Die ersten echten Schachautomaten stammen aus den Fünfzigerjahren des vorigen Jahrhunderts, und erst 1997 wurde ein Schachweltmeister besiegt: Kasparow unterlag Deep Blue. Es war ein Meilenstein für die künstliche Intelligenz. Heute ist ein solcher Wettbewerb witzlos geworden, wie ein Rennen Mensch gegen Motorrad. Automaten wie AlphaZero spielen in einer Liga für sich.

Heiliger Gral für KI

Der Mathematiker Alan Turing war Erste, der ein Computerprogramm für Schach schrieb. Er nannte es "Turochamp". Etwa zur selben Zeit legte er auch die Grundlagen zur künstlichen Intelligenz. Allein zu erkennen, dass es nicht dasselbe ist wie ein Schachprogramm, war für damals bemerkenswert. Auf die Frage, ob Maschinen denken können, wollte sich Turing nicht einlassen.

Aber er schlug einen Test vor, um zu ermitteln, ob ein Computer Menschen imitieren kann. Das war sein "imitation game" (später Titel eines Films über Turing). Eine Jury führt über Fernschreiber Konversation mit zwei Unbekannten: Einer ist ein Mensch, der andere ein Computer, und beide geben sich als Mensch aus. Die Maschine verhält sich intelligent, sagt Turing, wenn sie das Spiel so oft gewinnt wie der Mensch. Sein Test wurde zum Heiligen Gral der künstlichen Intelligenz.

Der Schachtürke und der Turing-Test sind spiegelverkehrt. Hier versucht sich ein Mensch als Automat auszugeben, dort ein Automat als Mensch. In beiden Fällen darf man zu Tricks greifen, um hinter die Wahrheit zu kommen.

Verbotener Schachzug

Napoleon zum Beispiel versuchte es mit einem verbotenen Schachzug. Der Schachtürke stellte die Figur kommentarlos auf ihren Platz zurück. Napoleon versuchte es nochmals, und jetzt wischte der Schachtürke mit einer steifen Armbewegung alle Figuren vom Brett. (Die folgende Partie, die regulär verlief, verlor Napoleon in neunzehn Zügen.) Beim Turing-Test könnte man ebenso versuchen, den Computer aufs Glatteis führen, etwa indem man ihn kopfrechnen lässt. Ein wohlpräparierter Computer darf da natürlich nicht allzu flott sein.

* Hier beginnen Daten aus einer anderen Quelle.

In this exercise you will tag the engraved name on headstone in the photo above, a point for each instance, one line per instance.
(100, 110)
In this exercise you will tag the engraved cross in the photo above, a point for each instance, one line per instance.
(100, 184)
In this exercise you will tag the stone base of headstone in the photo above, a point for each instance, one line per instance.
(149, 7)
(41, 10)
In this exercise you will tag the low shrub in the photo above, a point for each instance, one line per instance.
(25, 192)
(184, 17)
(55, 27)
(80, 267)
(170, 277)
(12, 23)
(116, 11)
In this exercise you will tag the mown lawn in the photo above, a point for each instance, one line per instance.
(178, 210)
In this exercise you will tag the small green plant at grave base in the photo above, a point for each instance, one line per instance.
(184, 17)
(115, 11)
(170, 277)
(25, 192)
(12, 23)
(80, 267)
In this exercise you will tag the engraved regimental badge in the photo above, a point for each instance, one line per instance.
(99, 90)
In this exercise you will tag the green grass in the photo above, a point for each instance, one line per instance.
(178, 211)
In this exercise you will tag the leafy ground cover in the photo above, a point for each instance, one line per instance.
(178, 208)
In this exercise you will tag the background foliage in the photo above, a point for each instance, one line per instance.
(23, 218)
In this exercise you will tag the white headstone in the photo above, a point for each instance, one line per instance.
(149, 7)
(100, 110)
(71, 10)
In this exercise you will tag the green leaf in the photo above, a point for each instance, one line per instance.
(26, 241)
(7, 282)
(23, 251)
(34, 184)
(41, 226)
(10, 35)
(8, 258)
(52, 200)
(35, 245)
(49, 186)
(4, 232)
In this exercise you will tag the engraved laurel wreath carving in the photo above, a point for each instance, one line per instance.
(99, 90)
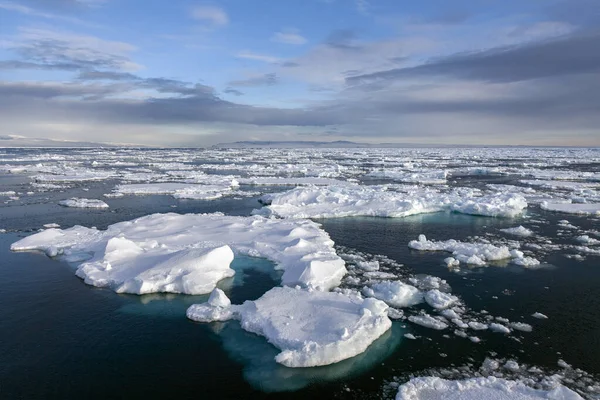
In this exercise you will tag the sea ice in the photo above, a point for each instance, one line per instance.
(311, 328)
(472, 253)
(83, 203)
(395, 293)
(569, 208)
(160, 252)
(518, 231)
(379, 201)
(432, 388)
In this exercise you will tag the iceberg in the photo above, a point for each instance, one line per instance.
(311, 328)
(432, 388)
(380, 201)
(190, 253)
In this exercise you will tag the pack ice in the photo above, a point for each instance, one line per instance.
(311, 328)
(191, 253)
(380, 201)
(432, 388)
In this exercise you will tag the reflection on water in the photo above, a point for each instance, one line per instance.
(262, 372)
(253, 277)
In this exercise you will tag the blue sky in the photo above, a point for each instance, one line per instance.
(197, 73)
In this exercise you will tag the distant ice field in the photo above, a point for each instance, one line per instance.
(325, 273)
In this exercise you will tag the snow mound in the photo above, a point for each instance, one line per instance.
(395, 293)
(83, 203)
(518, 231)
(432, 388)
(311, 328)
(585, 209)
(378, 201)
(167, 252)
(472, 253)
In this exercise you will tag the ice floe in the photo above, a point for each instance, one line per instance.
(163, 252)
(432, 388)
(378, 201)
(83, 203)
(311, 328)
(473, 253)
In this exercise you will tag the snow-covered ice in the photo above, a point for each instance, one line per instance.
(161, 252)
(311, 328)
(491, 388)
(83, 203)
(395, 293)
(379, 201)
(518, 231)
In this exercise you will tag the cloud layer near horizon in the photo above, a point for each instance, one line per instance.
(535, 83)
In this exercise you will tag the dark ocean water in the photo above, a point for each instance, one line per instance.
(62, 339)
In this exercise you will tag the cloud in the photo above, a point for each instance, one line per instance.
(216, 16)
(248, 55)
(566, 55)
(260, 80)
(289, 37)
(51, 50)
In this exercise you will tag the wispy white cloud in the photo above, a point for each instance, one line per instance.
(289, 37)
(19, 8)
(216, 16)
(248, 55)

Turing konnte den Computer als sein Baby betrachten, gezeugt 1935 in Cambridge. In einer Vorlesung über die Grundlagen der Mathematik hatte der 23-jährige Student vom "Entscheidungsproblem" des legendären deutschen Mathematikers David Hilbert gehört. Gibt es ein systematisches Verfahren, um für jede mathematische Frage zu entscheiden, ob sie gelöst werden kann oder nicht?

Im Wien des Jahres 1930 hatte der junge Kurt Gödel gezeigt, dass es in der Arithmetik wahre Sätze gibt, die nicht bewiesen werden können. Aber die Frage blieb: Lässt sich durch ein systematisches Verfahren herausfinden, was bewiesen werden kann und was nicht?

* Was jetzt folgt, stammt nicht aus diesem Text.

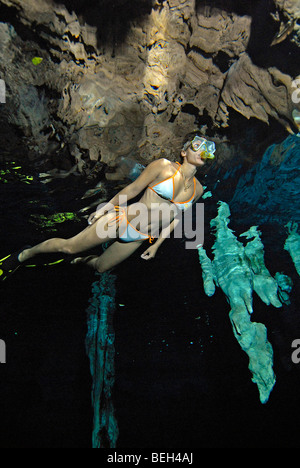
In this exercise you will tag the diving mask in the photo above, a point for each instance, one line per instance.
(208, 147)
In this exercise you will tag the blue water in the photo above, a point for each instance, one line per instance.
(181, 378)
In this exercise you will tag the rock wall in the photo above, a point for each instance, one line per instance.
(179, 66)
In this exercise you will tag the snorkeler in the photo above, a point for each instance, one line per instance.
(162, 182)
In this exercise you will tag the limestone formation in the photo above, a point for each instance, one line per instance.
(239, 271)
(178, 65)
(100, 349)
(292, 244)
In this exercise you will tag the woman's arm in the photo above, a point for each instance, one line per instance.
(151, 251)
(150, 173)
(165, 233)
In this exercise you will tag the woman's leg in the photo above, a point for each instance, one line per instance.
(112, 256)
(85, 240)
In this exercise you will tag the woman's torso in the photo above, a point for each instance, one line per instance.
(152, 211)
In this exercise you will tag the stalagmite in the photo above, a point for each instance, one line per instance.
(100, 349)
(292, 244)
(239, 270)
(263, 283)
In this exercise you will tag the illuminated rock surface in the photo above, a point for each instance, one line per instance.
(239, 271)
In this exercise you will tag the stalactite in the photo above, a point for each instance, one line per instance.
(239, 271)
(100, 349)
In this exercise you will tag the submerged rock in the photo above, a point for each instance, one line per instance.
(239, 271)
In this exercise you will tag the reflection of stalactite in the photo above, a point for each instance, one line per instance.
(239, 271)
(100, 349)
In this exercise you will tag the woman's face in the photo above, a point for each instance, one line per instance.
(199, 151)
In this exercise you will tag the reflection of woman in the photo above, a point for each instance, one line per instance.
(166, 183)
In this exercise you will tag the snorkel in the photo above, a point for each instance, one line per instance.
(208, 147)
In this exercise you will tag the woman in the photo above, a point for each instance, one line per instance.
(169, 185)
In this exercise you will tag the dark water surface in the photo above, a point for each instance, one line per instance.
(182, 381)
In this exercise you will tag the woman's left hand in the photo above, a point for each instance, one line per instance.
(149, 253)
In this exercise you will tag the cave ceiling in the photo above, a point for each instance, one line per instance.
(102, 80)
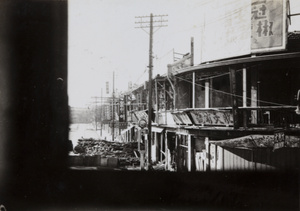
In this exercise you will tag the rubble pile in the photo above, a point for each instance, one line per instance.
(127, 153)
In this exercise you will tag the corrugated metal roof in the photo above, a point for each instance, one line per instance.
(294, 35)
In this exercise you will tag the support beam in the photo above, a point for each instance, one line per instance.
(189, 161)
(232, 72)
(194, 93)
(206, 94)
(245, 115)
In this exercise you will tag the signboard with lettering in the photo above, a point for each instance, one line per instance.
(268, 25)
(226, 30)
(141, 115)
(235, 28)
(224, 118)
(186, 61)
(279, 140)
(121, 110)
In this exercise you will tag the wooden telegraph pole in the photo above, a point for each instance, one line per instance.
(159, 23)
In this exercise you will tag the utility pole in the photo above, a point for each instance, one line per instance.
(101, 111)
(96, 110)
(159, 24)
(113, 108)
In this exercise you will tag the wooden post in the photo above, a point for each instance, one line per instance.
(207, 150)
(232, 72)
(189, 161)
(166, 153)
(245, 116)
(194, 93)
(206, 94)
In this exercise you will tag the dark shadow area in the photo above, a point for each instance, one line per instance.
(34, 138)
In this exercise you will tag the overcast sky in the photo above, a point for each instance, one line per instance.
(103, 39)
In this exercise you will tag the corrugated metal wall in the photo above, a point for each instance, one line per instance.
(258, 159)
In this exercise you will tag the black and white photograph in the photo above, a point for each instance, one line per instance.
(150, 105)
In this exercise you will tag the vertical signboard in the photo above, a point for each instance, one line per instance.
(121, 110)
(107, 87)
(234, 28)
(226, 29)
(268, 25)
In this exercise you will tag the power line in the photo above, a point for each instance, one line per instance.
(230, 94)
(150, 26)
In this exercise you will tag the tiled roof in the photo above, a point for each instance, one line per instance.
(294, 35)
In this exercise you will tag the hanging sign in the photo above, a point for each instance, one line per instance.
(224, 118)
(268, 25)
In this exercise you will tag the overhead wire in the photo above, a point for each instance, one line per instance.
(230, 94)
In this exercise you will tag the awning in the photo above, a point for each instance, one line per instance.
(157, 129)
(124, 131)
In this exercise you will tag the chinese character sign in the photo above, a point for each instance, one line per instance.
(268, 25)
(121, 110)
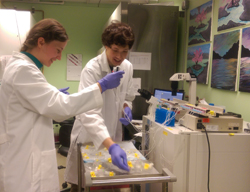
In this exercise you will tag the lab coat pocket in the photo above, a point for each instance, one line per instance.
(49, 173)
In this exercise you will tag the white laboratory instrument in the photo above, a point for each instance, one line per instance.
(191, 78)
(185, 153)
(151, 100)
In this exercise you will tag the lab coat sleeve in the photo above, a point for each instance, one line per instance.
(37, 95)
(130, 96)
(93, 120)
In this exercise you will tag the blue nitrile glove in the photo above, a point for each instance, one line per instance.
(64, 90)
(118, 156)
(110, 81)
(127, 116)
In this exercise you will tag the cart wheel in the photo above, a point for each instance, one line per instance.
(64, 185)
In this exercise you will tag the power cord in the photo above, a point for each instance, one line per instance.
(209, 156)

Was ist ein systematisches Verfahren, überlegte Turing. Wohl etwas, das wie eine Rechnung abläuft. Aus 223 + 219 wird 442. Ein Input wird zu einem Output (beides Ketten von Zeichen auf einem Streifen Papier). Die Zeichen müssen keine Ziffern sein, die Zwischenschritte keine Additionen. Wichtig ist nur, dass jeder Schritt durch vorgegebene Regeln genau festgelegt ist, ohne die geringste Zweideutigkeit, ganz mechanisch. Geistlos eben: wie eine Maschine tickt.

Turing-Maschine

Was darf die Maschine tun? Sie hat einen Schreib-Lese-Kopf, unter dem die Felder des Papierstreifens entlanggleiten; und sie hat einen "inneren Zustand". Je nach gelesenem Zeichen und innerem Zustand macht die Maschine dann etwas: Sie ersetzt das Zeichen auf dem Papier durch ein anderes, sie ändert ihren inneren Zustand, sie rückt den Streifen um ein Feld nach links oder rechts. Dann liest sie wieder ein Zeichen, und so geht es fort. Wenn der Streifen anhält, ist das, was darauf steht, der Output. Solche "Maschinen" wurden bald Turing-Maschinen genannt.

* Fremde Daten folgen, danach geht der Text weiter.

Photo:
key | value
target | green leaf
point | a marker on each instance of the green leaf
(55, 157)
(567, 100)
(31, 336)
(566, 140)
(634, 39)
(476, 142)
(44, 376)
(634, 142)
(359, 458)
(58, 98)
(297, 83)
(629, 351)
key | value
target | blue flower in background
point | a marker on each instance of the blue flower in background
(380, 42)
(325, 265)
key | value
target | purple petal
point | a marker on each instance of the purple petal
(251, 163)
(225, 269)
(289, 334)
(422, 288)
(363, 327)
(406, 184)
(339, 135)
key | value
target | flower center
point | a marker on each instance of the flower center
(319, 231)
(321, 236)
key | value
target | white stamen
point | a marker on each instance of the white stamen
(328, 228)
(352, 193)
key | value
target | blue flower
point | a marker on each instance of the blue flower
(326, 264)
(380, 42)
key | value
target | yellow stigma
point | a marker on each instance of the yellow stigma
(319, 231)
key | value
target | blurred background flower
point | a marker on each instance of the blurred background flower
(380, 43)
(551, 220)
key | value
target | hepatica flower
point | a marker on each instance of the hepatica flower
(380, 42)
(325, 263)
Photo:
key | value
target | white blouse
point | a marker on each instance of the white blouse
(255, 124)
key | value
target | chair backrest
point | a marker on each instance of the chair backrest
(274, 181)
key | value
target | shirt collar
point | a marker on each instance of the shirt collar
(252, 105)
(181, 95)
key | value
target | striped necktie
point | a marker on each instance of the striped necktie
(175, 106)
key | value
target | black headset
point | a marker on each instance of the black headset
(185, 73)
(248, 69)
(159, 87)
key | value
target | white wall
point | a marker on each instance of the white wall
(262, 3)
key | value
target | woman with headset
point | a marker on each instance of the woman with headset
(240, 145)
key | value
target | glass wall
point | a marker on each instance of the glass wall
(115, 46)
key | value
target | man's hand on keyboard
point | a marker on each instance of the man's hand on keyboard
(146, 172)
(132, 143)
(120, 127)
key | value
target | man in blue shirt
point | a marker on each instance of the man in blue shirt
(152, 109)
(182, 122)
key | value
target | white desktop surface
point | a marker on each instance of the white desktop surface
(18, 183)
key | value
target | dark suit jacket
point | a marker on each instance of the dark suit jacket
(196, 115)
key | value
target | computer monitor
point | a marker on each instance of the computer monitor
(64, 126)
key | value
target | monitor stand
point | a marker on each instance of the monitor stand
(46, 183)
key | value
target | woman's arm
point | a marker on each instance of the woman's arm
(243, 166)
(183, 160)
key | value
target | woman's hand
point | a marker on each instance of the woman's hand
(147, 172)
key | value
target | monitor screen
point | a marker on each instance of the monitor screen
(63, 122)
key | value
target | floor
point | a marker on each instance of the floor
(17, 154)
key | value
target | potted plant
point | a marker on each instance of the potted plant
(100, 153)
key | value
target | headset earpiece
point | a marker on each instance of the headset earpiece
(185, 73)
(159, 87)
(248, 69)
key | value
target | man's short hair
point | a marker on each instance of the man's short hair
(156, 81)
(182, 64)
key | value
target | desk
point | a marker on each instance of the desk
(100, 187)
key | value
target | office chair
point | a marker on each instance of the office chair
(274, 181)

Innerhalb der Mathematik waren sich sofort alle einig: Ein "systematisches Verfahren" ist genau das, was eine Turing-Maschine tun kann. Es ist übrigens das, was damals die Büroangestellten taten, die man im Englischen "Computer" nannte (meistens Frauen). Hier ahmte also eine Maschine nach, wie Menschen rechnen – auch das ein "imitation game". Nur Kaffeepausen gab es keine.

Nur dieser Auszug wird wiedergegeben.